Ici le formateur confond les stratégies basées sur la monstration et sur l’homologie. En effet, il appelle « le fait de faire adopter sa pratique aux stagiaires » de la monstration, sachant que cela relève de l’homologie selon Kuzniak. Le la réponse du formateur sur la nature des savoirs envisagés était plus appropriée avec la pédagogie qu’avec la didactique. De plus, il opte pour les savoirs empiriques faisant partie de la transposition pédagogique. Sa stratégie porte sur ses vécus et ceux de ses stagiaires en classe, puis il leur fait des propositions dans le but de valider une manière plus pertinente. Il donne aussi des pistes pour aider les stagiaires à faire des choix à propos de leurs activités :

C’est plutôt faire des propositions et on en discute et de se dire qu’il y a une manière dans tout ça qu’elle est plus efficace, après ça dépend à chacun de l’approprier. J’essaie de donner des pistes pour les aider à prendre des choix.

5.4. Ressources à l’appui

Le formateur s’appuie surtout, pour préparer ses cours, sur les documents d’accompagnement au collège et au lycée. De plus, il se sert d’une revue « quelles

mathématiques enseigner ? » Les travaux de Brousseau font partie des documents sur lesquels il s’appuie. Enfin, la revue petit x et les repères IREM.

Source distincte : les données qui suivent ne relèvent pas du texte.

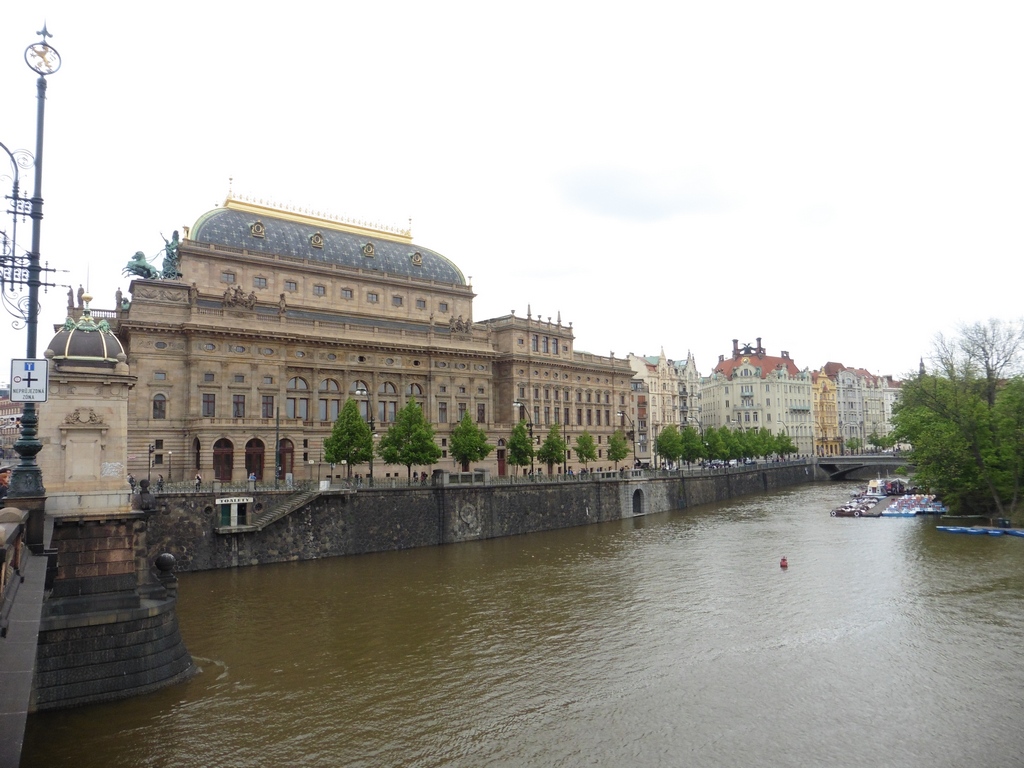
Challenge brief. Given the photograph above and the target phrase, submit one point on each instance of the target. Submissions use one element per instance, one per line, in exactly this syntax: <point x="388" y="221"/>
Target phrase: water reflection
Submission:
<point x="669" y="640"/>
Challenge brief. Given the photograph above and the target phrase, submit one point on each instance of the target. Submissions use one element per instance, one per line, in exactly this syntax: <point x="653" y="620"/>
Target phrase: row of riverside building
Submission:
<point x="276" y="316"/>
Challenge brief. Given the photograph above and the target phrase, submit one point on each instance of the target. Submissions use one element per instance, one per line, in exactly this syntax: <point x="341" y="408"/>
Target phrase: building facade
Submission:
<point x="752" y="389"/>
<point x="280" y="316"/>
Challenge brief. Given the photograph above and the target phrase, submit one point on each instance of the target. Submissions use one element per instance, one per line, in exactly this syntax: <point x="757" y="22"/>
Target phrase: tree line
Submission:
<point x="410" y="441"/>
<point x="965" y="420"/>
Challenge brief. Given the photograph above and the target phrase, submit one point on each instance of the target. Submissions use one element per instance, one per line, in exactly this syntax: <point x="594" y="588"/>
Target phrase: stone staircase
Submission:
<point x="284" y="508"/>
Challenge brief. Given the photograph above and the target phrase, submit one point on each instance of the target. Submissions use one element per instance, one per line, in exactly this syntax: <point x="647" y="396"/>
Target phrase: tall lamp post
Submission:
<point x="784" y="426"/>
<point x="363" y="392"/>
<point x="696" y="421"/>
<point x="529" y="426"/>
<point x="27" y="479"/>
<point x="633" y="434"/>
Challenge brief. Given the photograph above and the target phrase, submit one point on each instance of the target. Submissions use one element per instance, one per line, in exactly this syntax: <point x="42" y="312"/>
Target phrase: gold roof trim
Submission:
<point x="317" y="218"/>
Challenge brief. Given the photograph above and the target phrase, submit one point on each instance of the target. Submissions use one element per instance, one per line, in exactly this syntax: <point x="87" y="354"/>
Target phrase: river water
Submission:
<point x="670" y="640"/>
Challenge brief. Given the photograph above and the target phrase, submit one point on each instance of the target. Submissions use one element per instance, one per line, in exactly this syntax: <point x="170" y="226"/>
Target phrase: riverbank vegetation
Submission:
<point x="965" y="420"/>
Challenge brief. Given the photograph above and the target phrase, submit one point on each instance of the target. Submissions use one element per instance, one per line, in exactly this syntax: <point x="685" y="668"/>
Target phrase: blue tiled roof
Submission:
<point x="235" y="228"/>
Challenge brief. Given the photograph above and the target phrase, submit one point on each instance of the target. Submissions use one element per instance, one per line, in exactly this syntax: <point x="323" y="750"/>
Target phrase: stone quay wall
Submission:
<point x="335" y="523"/>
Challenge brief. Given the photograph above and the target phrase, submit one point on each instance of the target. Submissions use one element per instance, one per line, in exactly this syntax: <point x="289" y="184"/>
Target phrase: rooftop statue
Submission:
<point x="140" y="266"/>
<point x="171" y="260"/>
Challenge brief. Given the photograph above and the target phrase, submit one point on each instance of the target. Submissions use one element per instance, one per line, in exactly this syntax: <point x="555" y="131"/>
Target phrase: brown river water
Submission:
<point x="670" y="640"/>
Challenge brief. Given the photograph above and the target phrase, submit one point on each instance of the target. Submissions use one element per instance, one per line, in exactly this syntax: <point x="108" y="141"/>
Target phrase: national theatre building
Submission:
<point x="275" y="317"/>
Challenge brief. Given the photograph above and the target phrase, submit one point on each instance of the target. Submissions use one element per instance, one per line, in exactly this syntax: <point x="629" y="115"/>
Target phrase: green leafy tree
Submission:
<point x="552" y="451"/>
<point x="469" y="442"/>
<point x="350" y="439"/>
<point x="619" y="446"/>
<point x="410" y="440"/>
<point x="784" y="444"/>
<point x="520" y="448"/>
<point x="585" y="449"/>
<point x="718" y="442"/>
<point x="693" y="448"/>
<point x="966" y="420"/>
<point x="670" y="444"/>
<point x="764" y="442"/>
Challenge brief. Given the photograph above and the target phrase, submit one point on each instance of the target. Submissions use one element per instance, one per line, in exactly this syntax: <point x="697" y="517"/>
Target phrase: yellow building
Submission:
<point x="826" y="434"/>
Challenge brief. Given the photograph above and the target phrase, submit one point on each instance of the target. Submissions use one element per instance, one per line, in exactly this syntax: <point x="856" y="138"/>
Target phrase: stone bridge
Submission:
<point x="844" y="467"/>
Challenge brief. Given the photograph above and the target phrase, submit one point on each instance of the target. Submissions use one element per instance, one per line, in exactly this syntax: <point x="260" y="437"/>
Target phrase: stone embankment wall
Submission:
<point x="379" y="519"/>
<point x="109" y="629"/>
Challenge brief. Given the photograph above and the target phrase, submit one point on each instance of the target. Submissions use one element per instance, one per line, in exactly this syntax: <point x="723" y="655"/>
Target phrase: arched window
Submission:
<point x="387" y="402"/>
<point x="297" y="407"/>
<point x="329" y="401"/>
<point x="254" y="458"/>
<point x="361" y="390"/>
<point x="223" y="459"/>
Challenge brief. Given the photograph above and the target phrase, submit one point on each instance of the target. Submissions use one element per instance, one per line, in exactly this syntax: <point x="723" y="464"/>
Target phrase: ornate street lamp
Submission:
<point x="27" y="480"/>
<point x="363" y="392"/>
<point x="633" y="434"/>
<point x="529" y="426"/>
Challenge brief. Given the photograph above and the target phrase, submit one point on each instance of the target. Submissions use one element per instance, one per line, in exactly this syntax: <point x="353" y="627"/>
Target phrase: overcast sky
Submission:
<point x="842" y="180"/>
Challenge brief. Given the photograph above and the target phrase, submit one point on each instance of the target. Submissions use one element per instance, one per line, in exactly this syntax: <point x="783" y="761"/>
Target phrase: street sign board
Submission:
<point x="28" y="381"/>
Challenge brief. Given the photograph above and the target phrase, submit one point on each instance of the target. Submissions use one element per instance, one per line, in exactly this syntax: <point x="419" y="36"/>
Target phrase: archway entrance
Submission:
<point x="637" y="502"/>
<point x="254" y="458"/>
<point x="223" y="459"/>
<point x="501" y="458"/>
<point x="287" y="451"/>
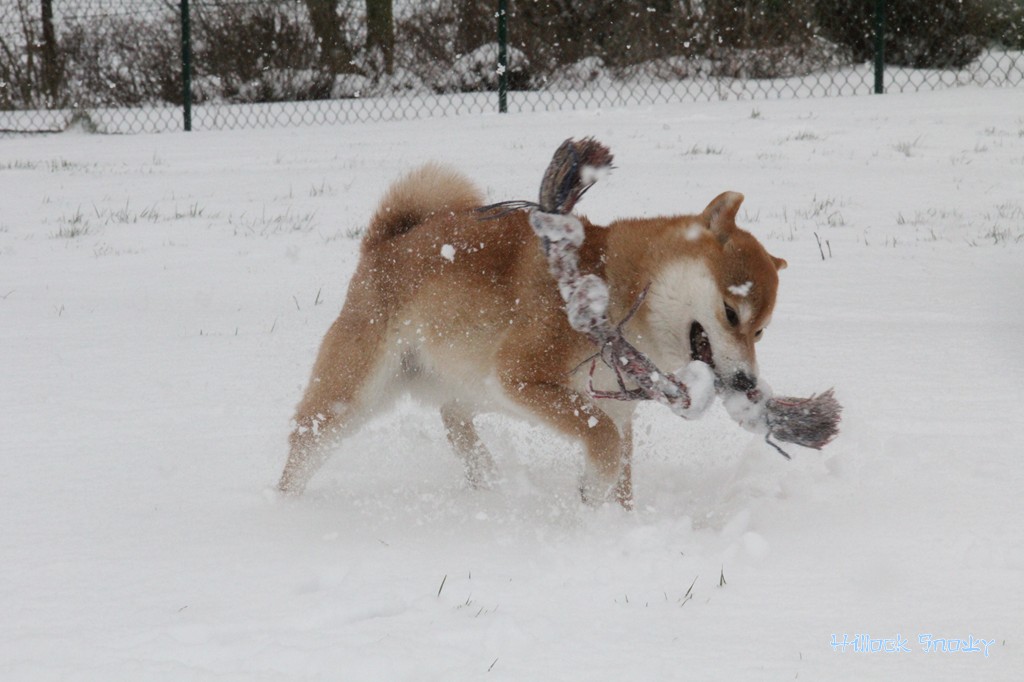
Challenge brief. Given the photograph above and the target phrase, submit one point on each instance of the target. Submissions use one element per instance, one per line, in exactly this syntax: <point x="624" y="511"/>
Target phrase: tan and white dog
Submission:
<point x="463" y="312"/>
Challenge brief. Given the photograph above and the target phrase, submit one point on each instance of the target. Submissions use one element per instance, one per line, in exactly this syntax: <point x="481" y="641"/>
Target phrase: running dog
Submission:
<point x="464" y="313"/>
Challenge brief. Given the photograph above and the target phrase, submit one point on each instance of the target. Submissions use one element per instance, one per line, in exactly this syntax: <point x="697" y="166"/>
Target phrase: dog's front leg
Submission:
<point x="606" y="471"/>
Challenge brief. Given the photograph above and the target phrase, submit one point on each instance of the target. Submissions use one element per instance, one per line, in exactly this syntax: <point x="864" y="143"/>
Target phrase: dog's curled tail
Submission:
<point x="420" y="194"/>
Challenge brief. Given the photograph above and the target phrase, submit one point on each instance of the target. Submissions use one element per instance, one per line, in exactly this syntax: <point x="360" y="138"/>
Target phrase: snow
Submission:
<point x="742" y="291"/>
<point x="162" y="298"/>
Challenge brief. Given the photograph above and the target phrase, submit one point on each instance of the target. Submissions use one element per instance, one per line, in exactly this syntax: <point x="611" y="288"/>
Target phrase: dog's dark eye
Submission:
<point x="731" y="315"/>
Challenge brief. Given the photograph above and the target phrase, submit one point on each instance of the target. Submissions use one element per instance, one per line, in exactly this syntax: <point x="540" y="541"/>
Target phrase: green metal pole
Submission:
<point x="880" y="46"/>
<point x="503" y="56"/>
<point x="186" y="65"/>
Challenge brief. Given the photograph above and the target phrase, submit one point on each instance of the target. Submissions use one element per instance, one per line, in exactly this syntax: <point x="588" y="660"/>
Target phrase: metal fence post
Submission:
<point x="503" y="56"/>
<point x="880" y="46"/>
<point x="186" y="65"/>
<point x="51" y="75"/>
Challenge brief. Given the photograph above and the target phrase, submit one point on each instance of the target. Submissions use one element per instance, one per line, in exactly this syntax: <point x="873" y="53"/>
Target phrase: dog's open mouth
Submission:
<point x="700" y="345"/>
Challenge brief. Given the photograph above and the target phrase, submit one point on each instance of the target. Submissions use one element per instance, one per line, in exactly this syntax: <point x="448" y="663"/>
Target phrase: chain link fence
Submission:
<point x="132" y="66"/>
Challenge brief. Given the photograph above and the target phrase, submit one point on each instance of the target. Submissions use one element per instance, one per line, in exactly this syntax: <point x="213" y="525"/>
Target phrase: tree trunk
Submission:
<point x="51" y="70"/>
<point x="380" y="30"/>
<point x="336" y="53"/>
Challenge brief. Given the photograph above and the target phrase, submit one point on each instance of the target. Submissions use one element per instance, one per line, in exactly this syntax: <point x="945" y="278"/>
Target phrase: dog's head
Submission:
<point x="714" y="300"/>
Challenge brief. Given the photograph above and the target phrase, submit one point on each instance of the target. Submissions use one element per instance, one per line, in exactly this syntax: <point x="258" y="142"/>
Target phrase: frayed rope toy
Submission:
<point x="576" y="166"/>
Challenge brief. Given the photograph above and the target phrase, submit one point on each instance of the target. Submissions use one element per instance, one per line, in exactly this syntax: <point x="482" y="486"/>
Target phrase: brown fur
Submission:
<point x="491" y="325"/>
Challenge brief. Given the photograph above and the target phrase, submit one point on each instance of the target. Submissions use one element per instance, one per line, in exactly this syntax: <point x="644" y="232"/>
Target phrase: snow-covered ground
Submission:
<point x="162" y="298"/>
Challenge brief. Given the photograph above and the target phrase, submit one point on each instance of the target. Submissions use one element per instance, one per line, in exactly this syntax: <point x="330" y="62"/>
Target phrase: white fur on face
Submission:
<point x="686" y="292"/>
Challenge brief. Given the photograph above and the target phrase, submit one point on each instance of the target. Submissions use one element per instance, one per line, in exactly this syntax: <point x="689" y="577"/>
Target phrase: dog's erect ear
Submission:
<point x="721" y="214"/>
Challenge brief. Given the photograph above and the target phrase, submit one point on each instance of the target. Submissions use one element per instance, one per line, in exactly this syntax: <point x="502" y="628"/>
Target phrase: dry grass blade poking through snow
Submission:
<point x="574" y="167"/>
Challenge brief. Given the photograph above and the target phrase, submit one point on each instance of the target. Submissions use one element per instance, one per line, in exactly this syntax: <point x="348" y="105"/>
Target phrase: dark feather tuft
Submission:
<point x="563" y="182"/>
<point x="809" y="422"/>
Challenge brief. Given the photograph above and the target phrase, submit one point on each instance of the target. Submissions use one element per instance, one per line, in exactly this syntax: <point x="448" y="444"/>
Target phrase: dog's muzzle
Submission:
<point x="700" y="350"/>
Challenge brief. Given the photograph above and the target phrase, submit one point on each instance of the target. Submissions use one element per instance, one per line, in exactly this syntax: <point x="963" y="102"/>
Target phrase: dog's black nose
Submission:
<point x="743" y="382"/>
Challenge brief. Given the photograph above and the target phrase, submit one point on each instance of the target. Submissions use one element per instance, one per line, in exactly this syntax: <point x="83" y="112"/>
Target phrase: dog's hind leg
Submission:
<point x="341" y="394"/>
<point x="466" y="442"/>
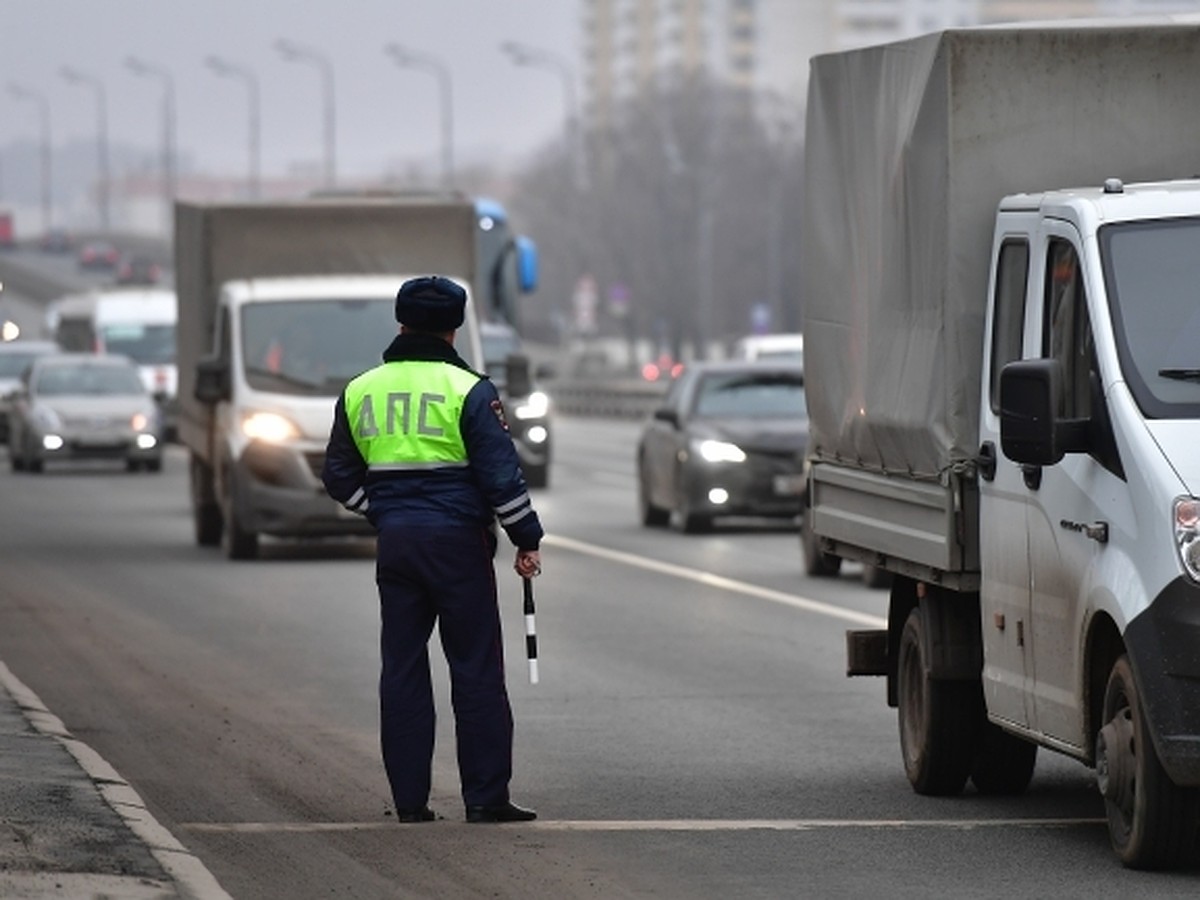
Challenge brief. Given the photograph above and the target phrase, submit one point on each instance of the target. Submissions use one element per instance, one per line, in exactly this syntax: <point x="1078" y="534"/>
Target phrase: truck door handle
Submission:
<point x="987" y="461"/>
<point x="1032" y="475"/>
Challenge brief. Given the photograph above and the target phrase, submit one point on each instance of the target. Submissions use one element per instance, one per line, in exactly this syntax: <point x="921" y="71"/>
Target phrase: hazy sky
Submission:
<point x="383" y="113"/>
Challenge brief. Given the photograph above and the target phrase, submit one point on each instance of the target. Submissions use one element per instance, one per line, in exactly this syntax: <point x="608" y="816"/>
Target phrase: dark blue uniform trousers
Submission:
<point x="444" y="575"/>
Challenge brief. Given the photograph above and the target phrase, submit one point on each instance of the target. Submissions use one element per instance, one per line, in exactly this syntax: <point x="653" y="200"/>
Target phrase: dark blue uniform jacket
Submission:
<point x="491" y="487"/>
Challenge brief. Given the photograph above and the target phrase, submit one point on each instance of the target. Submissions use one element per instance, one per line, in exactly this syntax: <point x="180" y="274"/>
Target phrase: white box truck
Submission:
<point x="280" y="305"/>
<point x="1000" y="267"/>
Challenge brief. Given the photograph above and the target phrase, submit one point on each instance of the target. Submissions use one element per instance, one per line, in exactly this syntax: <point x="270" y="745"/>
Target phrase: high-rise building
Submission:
<point x="765" y="46"/>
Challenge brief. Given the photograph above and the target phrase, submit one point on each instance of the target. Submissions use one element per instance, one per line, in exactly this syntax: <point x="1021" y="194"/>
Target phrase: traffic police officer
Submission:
<point x="420" y="447"/>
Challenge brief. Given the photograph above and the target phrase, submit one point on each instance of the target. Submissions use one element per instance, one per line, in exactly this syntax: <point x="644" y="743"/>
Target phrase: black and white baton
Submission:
<point x="531" y="633"/>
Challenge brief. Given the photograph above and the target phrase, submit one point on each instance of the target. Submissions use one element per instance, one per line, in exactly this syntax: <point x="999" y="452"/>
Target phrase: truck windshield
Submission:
<point x="313" y="347"/>
<point x="145" y="345"/>
<point x="1152" y="277"/>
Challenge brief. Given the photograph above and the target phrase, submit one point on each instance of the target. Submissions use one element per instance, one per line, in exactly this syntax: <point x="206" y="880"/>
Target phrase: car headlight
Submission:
<point x="535" y="406"/>
<point x="270" y="427"/>
<point x="719" y="451"/>
<point x="1187" y="534"/>
<point x="47" y="419"/>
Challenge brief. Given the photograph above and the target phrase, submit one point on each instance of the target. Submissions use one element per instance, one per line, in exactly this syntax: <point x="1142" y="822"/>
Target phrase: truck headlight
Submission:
<point x="719" y="451"/>
<point x="535" y="406"/>
<point x="1187" y="534"/>
<point x="270" y="427"/>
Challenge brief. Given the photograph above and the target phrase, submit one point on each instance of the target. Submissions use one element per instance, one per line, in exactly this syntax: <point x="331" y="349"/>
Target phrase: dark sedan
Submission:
<point x="727" y="441"/>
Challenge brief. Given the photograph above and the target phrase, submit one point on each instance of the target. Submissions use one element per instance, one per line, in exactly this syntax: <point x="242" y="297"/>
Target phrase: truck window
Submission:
<point x="1012" y="271"/>
<point x="1067" y="333"/>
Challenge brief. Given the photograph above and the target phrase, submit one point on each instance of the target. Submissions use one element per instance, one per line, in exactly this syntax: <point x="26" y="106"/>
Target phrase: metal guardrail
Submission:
<point x="605" y="397"/>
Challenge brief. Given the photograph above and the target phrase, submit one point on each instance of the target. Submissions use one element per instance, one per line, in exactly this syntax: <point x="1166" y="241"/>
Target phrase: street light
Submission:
<point x="406" y="58"/>
<point x="43" y="108"/>
<point x="102" y="172"/>
<point x="537" y="58"/>
<point x="295" y="53"/>
<point x="141" y="67"/>
<point x="228" y="70"/>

5.5. Les retours des stagiaires (feedback)

Comme les formateurs n’ont plus d’accès direct aux cours de leurs stagiaires en classe, il ne leur reste que leurs retours oraux et écrits pour savoir comment cela se passe dans la classe et quelles sont les difficultés qu’ils rencontrent. Parviennent-ils à appliquer ce qu’ils ont vu en formation ?

Le formateur affirme, en s’appuyant sur les échanges qu’il a eus avec les stagiaires soit à de vive voix, soit par mail, que les stagiaires n’arrivent pas souvent à mettre en œuvre ce qu’ils ont acquis en formation faute de maîtrise de la gestion de classe. Par exemple, ils surchargent les élèves avec une liste d'exercices pour ne pas leur laisser de temps de bavarder parce qu’ils ont peur de perdre l’autorité sur la classe s’ils proposent des problèmes ouverts. En d’autres termes, les stagiaires optent pour le modèle transmissif.

Il y a quand même pas mal de stagiaires tous les ans qui disent qu’au lieu de proposer un problème ou deux sur une demi-heure, ils proposent toute une liste d’exercices de peur que les élèves n’aient pas assez à faire. Sachant qu’en disant à chaque fois ce n’est pas comme ça il faut faire mais, je n’arrive pas à maîtriser le groupe donc c’est la gestion de la classe qui les gêne au départ.

Une question se pose après cette citation : pourquoi passe-t-on à une autre chose malgré la non-maîtrise de l’ambiance de la classe ? Quel intérêt de la formation s’ils n’arrivent pas à mettre en œuvre ce qu’ils apprennent faute de maîtrise de la gestion de la classe ? Certes, les futurs enseignants maîtrisent la classe deux ou trois ans après. Cependant, les formations qu’ils ont reçues pourront se perdre au fil du temps. Autrement dit, nous supposons que lorsqu’on applique tout de suite ce qu’on vient d’apprendre, on le maîtrise mieux que si on le reporte ultérieurement. Toutefois, les stagiaires se servent en particulier des activités proposées en formation et des exemples.